When it comes to female role models within GE Healthcare, well, there are just too many to name. All across the company, women in leadership positions are a living testament to the many ways that women are lighting the way. Recently, I had the honor of speaking at the WomenTech conference with several phenomenal GE Healthcare engineers. I was so inspired by them and all the other women at the conference, which has grown substantially in just a few years. Looking around, I thought about how these kinds of conferences can make an impact, ushering more women into the industry. Where better to find role models and mentors, make connections and learn about opportunities in the field?

I’ve been honored to work with a lot of impressive woman leaders over the years. And, being in human resources, I’ve even had the opportunity to play a small part in supporting women’s growth and persuading them to take opportunities and try new roles.

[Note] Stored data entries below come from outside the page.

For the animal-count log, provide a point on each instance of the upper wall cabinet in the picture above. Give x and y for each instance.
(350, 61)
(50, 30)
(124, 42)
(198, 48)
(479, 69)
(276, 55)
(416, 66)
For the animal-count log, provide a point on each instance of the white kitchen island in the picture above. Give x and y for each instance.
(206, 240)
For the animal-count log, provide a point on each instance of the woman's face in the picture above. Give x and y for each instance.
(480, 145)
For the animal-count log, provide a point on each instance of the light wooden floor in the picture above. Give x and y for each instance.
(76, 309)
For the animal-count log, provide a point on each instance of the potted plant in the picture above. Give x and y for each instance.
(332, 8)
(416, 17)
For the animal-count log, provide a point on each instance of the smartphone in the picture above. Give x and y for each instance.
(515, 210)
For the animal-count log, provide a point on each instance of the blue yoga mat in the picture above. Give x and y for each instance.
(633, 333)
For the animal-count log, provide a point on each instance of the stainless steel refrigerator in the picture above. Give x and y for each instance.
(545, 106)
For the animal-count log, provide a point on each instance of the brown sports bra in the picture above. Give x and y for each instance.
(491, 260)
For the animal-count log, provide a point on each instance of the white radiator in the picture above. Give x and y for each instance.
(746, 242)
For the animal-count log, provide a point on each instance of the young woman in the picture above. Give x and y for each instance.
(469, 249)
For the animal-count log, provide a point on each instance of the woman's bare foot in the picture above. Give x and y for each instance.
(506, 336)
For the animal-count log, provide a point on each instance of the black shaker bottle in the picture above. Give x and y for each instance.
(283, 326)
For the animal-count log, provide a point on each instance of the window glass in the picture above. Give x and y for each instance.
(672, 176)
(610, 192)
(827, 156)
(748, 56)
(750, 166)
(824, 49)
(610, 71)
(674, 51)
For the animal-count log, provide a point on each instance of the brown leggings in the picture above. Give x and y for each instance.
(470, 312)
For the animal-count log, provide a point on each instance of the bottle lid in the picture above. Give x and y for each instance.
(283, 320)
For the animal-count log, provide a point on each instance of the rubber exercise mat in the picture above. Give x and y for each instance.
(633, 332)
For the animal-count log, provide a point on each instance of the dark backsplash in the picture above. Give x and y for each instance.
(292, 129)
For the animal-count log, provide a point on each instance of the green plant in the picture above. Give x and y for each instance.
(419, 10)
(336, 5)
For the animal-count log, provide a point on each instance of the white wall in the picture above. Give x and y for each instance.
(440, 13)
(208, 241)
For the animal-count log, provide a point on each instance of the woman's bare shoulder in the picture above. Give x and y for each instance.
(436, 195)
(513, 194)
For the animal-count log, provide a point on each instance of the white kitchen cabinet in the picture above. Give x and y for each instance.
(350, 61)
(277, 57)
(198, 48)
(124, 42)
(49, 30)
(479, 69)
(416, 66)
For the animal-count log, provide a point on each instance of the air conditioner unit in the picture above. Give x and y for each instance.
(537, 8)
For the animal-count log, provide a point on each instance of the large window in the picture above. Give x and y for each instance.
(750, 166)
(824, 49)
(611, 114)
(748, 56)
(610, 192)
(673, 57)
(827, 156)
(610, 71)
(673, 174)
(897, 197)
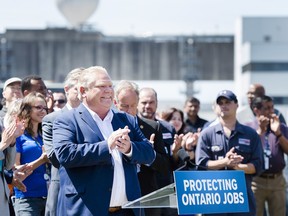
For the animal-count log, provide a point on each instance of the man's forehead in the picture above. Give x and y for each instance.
(103, 82)
(15, 84)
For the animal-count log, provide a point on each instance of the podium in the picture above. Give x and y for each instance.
(199, 192)
(163, 198)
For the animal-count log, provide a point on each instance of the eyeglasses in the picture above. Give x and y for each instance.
(41, 108)
(60, 101)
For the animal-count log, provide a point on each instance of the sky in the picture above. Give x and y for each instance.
(143, 17)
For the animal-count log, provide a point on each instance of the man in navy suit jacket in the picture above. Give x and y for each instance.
(98, 150)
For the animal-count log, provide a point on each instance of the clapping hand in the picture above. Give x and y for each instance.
(20, 173)
(120, 140)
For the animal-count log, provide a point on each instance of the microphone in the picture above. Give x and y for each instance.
(188, 164)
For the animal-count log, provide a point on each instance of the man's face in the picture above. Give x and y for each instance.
(255, 90)
(99, 95)
(38, 86)
(12, 92)
(227, 108)
(72, 95)
(59, 100)
(147, 105)
(268, 108)
(127, 101)
(192, 109)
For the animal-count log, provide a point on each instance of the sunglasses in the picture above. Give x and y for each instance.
(60, 101)
(41, 108)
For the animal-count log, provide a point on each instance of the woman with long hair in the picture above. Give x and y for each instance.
(29, 150)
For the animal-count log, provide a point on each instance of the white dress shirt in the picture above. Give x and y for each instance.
(118, 196)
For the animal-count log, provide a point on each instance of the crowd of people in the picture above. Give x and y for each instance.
(93, 147)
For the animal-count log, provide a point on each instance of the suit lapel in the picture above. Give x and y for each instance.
(88, 119)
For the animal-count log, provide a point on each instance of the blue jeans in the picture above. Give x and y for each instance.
(30, 206)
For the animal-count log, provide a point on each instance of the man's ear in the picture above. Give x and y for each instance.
(256, 111)
(66, 88)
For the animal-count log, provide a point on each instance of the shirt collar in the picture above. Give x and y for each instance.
(96, 117)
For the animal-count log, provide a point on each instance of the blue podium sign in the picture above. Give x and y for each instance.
(211, 192)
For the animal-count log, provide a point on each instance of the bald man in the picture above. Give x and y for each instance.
(245, 115)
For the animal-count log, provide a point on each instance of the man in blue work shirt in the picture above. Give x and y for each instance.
(231, 145)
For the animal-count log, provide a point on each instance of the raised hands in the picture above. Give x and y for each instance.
(120, 140)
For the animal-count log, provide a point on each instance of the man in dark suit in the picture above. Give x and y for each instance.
(147, 107)
(71, 92)
(98, 150)
(126, 99)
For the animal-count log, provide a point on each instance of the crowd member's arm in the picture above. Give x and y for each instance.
(280, 132)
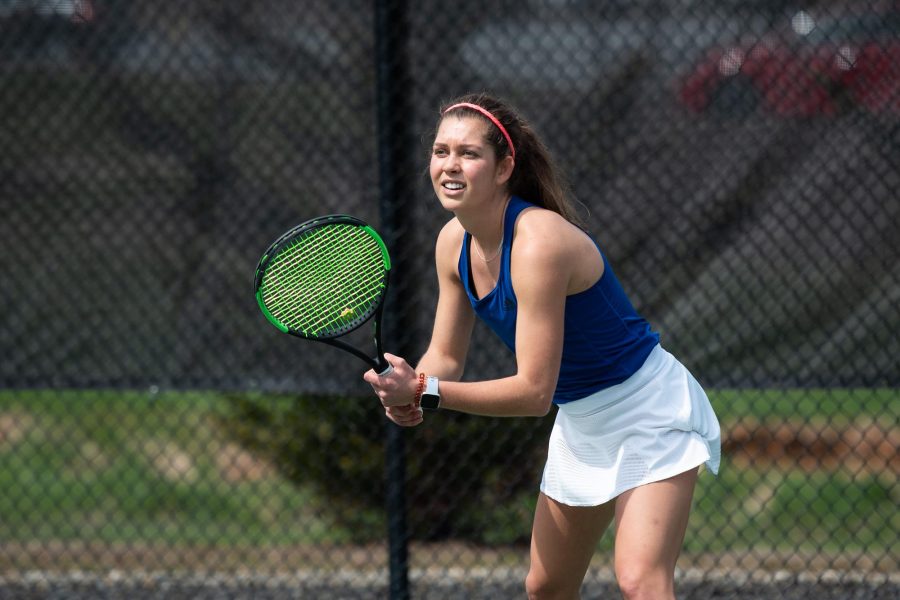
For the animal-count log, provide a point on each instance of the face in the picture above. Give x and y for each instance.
(464, 169)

Because as important as it is to have a pipeline and role models, we also need allies — people who are there to encourage women to strive for more, to say, “Why not you?”

Diversity supports innovation

Looking around at our industry and its growing focus on diversity and inclusion, I feel a great deal of pride and hope. If the past two years have taught us anything about health, it’s that we are all in this together. Throughout the pandemic, we’ve seen the powerful impact that technology can have in healthcare, and we’ve learned that nothing — nothing — is more important than our health. As we prepare for future health challenges, we know that there will be no single solution or answer. That’s why we must keep building our A team, today, with people from all backgrounds and experiences — including, but not limited to, brilliant women — so that the innovation that follows reflects all of us, and the healthier future we can build together.